Built-in Decision Frameworks
See FRAMEWORKS.md for detailed templates.
1. Trade-off Analysis Framework
Systematically compare alternatives with weighted criteria.
2. Build vs Buy Framework
Decision tree for build vs buy decisions:
- Core competency check
- Solution availability check
- Cost-benefit analysis
3. Technology Adoption Framework
Evaluate new technologies:
- Maturity assessment (community, maintenance, stability)
- Risk assessment
- Adoption readiness
4. Performance vs Maintainability Framework
Guide for optimization decisions:
- When to optimize (user-facing, high-scale, revenue-critical)
- When to keep simple (internal, low-traffic, acceptable performance)
5. Risk Assessment Framework
Quantify and prioritize risks:
- Risk matrix (probability × impact)
- Mitigation plans
- Residual risk calculation
Common Decision Patterns
Pattern 1: Technology Choice
- Check if principle exists
- Apply principle criteria
- Document exception if needed
- Make decision
- Record in ADR
Pattern 2: Build vs Buy
- Core competency check
- Solution availability
- Cost-benefit analysis (including opportunity cost)
- Risk assessment
- Decision + ADR
Pattern 3: Performance Optimization
- Measure current state
- Identify bottleneck
- Calculate impact vs effort
- Decide: optimize now vs defer
- If optimize, isolate complexity
- Document rationale
Integration with Other Skills
- doc-templates: Use ADR template to document decisions
- document-quality: Reviews decision documentation
- tech-doc-reviewer: Validates decision quality
After making a decision, document it:
Use doc-templates skill to create an ADR for this decision
Example Scenarios
Scenario 1: Database Choice
User: "I'm choosing between PostgreSQL and MongoDB for a new service"
Skill response:
Let's use the decision framework to guide this choice.
## Step 1: Decision Context
What are your requirements?
- ACID compliance needed?
- Query complexity (simple key-value vs complex joins)?
- Expected scale (reads/writes per second)?
- Team expertise?
## Step 2: Evaluation Criteria
Based on typical database decisions, key criteria:
- ACID compliance (if needed)
- Query capabilities
- Scale requirements
- Team expertise
- Operational complexity
[Guide through steps 3-6...]
Scenario 2: Build Custom Auth vs Auth0
User: "Should we build custom authentication or use Auth0?"
Skill response:
This is a classic Build vs Buy decision.
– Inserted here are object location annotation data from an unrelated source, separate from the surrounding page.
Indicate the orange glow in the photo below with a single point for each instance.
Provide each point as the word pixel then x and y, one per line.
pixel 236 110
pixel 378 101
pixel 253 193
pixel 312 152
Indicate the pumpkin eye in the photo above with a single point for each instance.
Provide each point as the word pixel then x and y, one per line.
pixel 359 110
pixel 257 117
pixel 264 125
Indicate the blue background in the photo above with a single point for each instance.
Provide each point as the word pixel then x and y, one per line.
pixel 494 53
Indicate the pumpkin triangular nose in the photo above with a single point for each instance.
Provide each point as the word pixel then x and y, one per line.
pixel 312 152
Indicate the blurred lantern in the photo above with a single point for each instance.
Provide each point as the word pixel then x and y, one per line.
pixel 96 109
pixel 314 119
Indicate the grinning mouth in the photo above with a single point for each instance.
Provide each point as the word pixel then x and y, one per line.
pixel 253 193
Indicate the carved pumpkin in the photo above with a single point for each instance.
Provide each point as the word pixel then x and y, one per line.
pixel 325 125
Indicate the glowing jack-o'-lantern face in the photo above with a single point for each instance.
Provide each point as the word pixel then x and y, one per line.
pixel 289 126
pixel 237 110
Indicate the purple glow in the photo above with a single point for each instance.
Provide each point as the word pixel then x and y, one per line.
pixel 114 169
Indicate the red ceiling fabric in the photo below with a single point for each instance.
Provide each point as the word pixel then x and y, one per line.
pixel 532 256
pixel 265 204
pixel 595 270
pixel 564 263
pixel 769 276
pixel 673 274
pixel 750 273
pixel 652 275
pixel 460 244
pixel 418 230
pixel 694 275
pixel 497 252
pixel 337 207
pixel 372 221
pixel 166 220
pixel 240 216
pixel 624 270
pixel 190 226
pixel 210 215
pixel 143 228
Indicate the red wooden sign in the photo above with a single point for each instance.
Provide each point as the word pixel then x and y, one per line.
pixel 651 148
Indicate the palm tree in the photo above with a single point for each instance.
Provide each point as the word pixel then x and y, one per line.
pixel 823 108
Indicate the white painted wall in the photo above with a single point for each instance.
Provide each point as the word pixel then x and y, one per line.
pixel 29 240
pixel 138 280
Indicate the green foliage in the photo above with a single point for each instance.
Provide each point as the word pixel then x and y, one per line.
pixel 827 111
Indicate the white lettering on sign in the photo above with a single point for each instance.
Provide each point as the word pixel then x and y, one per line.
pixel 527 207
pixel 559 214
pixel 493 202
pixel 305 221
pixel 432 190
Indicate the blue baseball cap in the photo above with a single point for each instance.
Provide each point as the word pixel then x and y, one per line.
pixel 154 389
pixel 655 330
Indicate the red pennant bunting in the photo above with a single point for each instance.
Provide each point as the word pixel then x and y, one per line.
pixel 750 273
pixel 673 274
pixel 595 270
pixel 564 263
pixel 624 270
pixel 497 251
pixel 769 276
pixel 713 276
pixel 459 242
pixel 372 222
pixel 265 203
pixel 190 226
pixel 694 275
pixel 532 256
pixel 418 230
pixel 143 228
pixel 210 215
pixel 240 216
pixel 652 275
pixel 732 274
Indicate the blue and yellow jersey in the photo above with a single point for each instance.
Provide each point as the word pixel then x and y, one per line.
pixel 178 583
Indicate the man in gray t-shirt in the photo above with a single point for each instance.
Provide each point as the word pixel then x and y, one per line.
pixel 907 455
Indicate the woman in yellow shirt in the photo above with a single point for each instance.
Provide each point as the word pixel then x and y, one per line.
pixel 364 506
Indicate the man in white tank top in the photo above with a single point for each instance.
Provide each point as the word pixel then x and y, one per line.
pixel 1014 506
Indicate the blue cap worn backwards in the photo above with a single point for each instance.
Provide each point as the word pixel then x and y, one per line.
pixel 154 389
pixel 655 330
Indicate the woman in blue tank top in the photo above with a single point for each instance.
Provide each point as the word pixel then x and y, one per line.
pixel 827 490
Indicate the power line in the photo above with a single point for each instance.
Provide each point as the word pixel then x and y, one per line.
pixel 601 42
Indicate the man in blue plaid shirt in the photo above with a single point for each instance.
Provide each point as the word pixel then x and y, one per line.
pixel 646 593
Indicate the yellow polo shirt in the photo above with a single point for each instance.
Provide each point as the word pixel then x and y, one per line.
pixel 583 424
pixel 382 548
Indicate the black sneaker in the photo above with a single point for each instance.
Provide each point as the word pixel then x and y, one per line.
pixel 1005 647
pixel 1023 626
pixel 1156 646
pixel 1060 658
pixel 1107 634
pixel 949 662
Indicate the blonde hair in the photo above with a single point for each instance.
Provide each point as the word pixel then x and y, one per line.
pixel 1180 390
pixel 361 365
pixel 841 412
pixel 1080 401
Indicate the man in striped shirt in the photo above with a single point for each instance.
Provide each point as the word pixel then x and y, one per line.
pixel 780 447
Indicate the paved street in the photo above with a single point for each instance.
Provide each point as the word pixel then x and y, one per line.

Let's apply the framework:
## Core Competency Check
- Is authentication your core business value? [ ] Yes [ ] No
- Does custom auth provide competitive advantage? [ ] Yes [ ] No
- Do you have deep security expertise in-house? [ ] Yes [ ] No
If mostly "No", lean toward Buy (Auth0).
## Available Solutions
| Solution | Pros | Cons | Cost |
|----------|------|------|------|
| Auth0 | Proven security, low maintenance | Vendor lock-in | $200/mo |
| AWS Cognito | AWS integration, cheap | Limited features | $50/mo |
| Build Custom | Full control | High maintenance, security risk | $50K initial + $10K/mo |
[Continue analysis...]
## Recommendation
**Buy** (Auth0) because:
- Not core competency (unless you're an auth company)
- Security-critical (don't build yourself)
- Cost justified by reduced risk
Principles Library (Built-in)
Common principles for quick reference:
Technical Principles
Choose Boring Technology
- Use proven, well-understood tech
- Innovation tokens: Spend wisely (max 3 per project)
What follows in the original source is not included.